Com os pés desenham ‘oitos’ pelo chão.
A puxa pelo braço, ela finge querer escapar. Ele a segura e a puxa para si. Os rostos se aproximam.
Ele a curva com um braço em sua cintura. Ela se ergue e dobra uma das pernas.
Abraça-a e recomeça o mesmo movimento.
O grupo assiste de boca aberta.
Os policiais aplaudem discretamente.
Diogo segura Gabriela, que com um salto se põe em seu colo.
Com outro salto ela sai.
Agora ela caminha para ele que dá dois passos para trás. Tudo isto sem soltar a rosa que mantinha entre os lábios.
Eles volteiam pelo saguão. Tudo com muita graça e leveza.
Simulam pequenos chutes no ar.
Os giros e rodopios se repetem. O entrelaçar das pernas...
Parece não existir mais ninguém e nada por perto. Apenas os dois e só isto importa.
A cena é tão sensual que Nabuco- ainda um adolescente - procura um lugar para sentar e curvar o corpo.
Oliver – já um senhor - vê, mas não chama a atenção de ninguém para o fato. Entende os rigores da idade, também já passou por isto.

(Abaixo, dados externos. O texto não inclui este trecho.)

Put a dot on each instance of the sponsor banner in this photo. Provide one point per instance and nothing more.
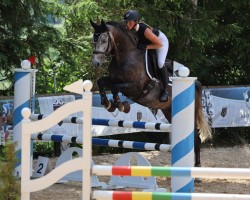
(227, 107)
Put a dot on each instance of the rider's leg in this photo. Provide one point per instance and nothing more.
(164, 80)
(162, 54)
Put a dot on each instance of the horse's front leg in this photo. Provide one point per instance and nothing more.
(122, 87)
(105, 83)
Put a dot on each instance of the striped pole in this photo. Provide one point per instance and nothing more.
(22, 90)
(103, 142)
(183, 91)
(124, 195)
(197, 172)
(112, 123)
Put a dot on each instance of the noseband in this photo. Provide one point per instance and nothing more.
(110, 42)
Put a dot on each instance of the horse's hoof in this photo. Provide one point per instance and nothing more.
(126, 106)
(120, 107)
(111, 107)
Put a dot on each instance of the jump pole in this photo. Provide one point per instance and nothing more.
(182, 141)
(23, 94)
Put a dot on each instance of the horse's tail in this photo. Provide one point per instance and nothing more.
(203, 126)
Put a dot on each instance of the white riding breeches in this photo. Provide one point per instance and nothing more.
(163, 51)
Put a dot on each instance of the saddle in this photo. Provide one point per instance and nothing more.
(151, 64)
(152, 69)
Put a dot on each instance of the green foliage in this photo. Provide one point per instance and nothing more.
(9, 187)
(231, 136)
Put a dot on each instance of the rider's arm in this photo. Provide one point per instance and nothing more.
(155, 41)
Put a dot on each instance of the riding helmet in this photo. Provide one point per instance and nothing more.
(132, 15)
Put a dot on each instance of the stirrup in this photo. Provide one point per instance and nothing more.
(164, 96)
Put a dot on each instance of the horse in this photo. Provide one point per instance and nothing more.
(127, 75)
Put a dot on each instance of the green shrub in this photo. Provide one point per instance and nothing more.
(9, 186)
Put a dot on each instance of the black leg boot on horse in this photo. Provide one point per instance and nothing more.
(164, 79)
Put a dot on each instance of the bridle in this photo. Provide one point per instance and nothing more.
(111, 42)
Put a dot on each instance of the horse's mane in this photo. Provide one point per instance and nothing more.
(131, 34)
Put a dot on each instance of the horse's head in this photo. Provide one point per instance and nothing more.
(102, 43)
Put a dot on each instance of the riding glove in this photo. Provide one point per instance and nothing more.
(141, 46)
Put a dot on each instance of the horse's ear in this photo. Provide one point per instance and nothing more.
(93, 24)
(103, 23)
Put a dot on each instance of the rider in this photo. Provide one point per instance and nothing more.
(150, 39)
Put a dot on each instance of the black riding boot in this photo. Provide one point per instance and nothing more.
(164, 80)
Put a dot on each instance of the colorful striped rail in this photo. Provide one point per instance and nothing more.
(196, 172)
(112, 122)
(124, 195)
(103, 142)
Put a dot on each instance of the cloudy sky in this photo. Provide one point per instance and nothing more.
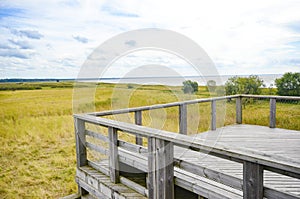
(52, 39)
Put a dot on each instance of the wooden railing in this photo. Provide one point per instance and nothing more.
(160, 157)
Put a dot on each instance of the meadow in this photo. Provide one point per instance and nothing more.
(37, 145)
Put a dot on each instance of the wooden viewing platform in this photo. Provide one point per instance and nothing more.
(236, 161)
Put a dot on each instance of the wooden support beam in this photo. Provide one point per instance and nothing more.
(160, 169)
(213, 125)
(138, 121)
(81, 155)
(272, 112)
(253, 183)
(183, 119)
(113, 155)
(239, 110)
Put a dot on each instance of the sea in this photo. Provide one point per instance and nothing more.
(268, 79)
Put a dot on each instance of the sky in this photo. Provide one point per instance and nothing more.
(52, 39)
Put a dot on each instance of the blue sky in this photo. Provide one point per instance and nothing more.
(52, 39)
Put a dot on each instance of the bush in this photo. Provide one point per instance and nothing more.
(288, 84)
(189, 86)
(243, 85)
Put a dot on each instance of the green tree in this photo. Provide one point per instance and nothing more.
(288, 84)
(211, 85)
(243, 85)
(189, 86)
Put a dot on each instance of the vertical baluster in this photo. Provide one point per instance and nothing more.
(183, 119)
(272, 112)
(81, 155)
(213, 125)
(113, 155)
(161, 169)
(239, 110)
(138, 121)
(252, 181)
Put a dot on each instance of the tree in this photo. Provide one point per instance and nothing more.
(189, 86)
(211, 85)
(243, 85)
(288, 84)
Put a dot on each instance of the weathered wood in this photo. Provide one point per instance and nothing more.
(183, 119)
(213, 148)
(272, 96)
(80, 142)
(160, 106)
(135, 186)
(161, 170)
(97, 136)
(97, 148)
(239, 110)
(113, 155)
(272, 112)
(213, 125)
(132, 147)
(275, 194)
(252, 181)
(138, 120)
(81, 155)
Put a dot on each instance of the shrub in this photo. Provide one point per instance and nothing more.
(243, 85)
(288, 84)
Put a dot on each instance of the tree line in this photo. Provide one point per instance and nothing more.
(288, 85)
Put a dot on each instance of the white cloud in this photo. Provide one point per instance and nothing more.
(242, 37)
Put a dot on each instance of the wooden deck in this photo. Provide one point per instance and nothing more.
(237, 161)
(259, 139)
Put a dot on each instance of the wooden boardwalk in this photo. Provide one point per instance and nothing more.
(237, 161)
(259, 139)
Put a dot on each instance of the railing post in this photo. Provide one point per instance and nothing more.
(138, 121)
(272, 112)
(160, 169)
(239, 110)
(213, 125)
(113, 155)
(183, 119)
(81, 156)
(252, 181)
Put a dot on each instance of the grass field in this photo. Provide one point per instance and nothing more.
(37, 146)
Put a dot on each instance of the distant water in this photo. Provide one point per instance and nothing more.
(177, 81)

A musica vai acabando, Diogo ainda puxa Gabriela para si uma ultima vez.
Novamente a dobra pela cintura, segurando-a firme.
A musica acaba. Eles permanecem naquela posição por alguns instantes.
Imóveis.
Diogo separa os lábios levemente, o suficiente para que a rosa caia de sua boca e pare graciosamente sobre os lábios de Gabriela. Aproxima o rosto e com um movimento rápido retoma a rosa para sua boca. Raspando levemente seus lábios nos dela, que de olhos fechados suspira. O Aeroporto inteiro explode em aplausos por vários minutos...
Ao passar o frisson o oficial ainda visivelmente emocionado pergunta novamente se todos estão com as passagens.
-Minha irmã aqui ta sem, ó! – grita Buck.
-Bem... Ta vendo! Se eu não pergunto... Pega aqui, ô cover do Grande Otelo, a passagem para tua irmã. Brasileiro deixa tudo para a ultima hora mesmo...

Gabriela nem acredita que lhe deram a passagem. Mas não tem tempo para duvidar, apenas atravessa o portão de embarque e corre para o avião. Com os cumprimentos do governo argentino.

No interior do avião da Aerolineas Argentinas, ninguém comenta aquele rompante de Buck, apenas mostram sorrisos aliviados.
Gabriela chora.
Buck sorri satisfeito da própria esperteza. Gabriela lhe sorri agradecida.
Ao que parece tudo vai bem, apenas um incidente.
O passageiro que estava sentado na poltrona ao lado de Buck se levanta. Era um paulista que em altos brados dizia não querer viajar ao lado de Celso Pitta de jeito nenhum.

Comentários

Daniel Médici disse…
Gostei do conto, pena que o final é triste... Viajar de Aerolineas é mais triste que o final de Casablanca!

Brincadeiras à parte, tenho lembranças muito pouco agradáveis do aeroporto internacional de Buenos Aires, o Ezeiza. Mas no meu último dia por lá, estava num Caminito excepcionalmente vazio e um casal dançava tango no meio da rua. os poucos turistas não davam muita atenção. Quando terminaram, não houve palmas ou algo do gênero, apenas silêncio. Mas nenhuma outra apresentação (e eu vi muitas) me pareceu tão sincera, tão tocante.
Muy Caliente!

(acho que só isto basta)

Abs.
Anselmo Coyote disse…
Putz... Caminito vazio...!! Só com as criaturas de toda sorte que fazem aquilo funcionar... Deve ser uma desolação. Meu sonho de consumo para fotografar. Pena que em 4 ou 5 vezes não consegui.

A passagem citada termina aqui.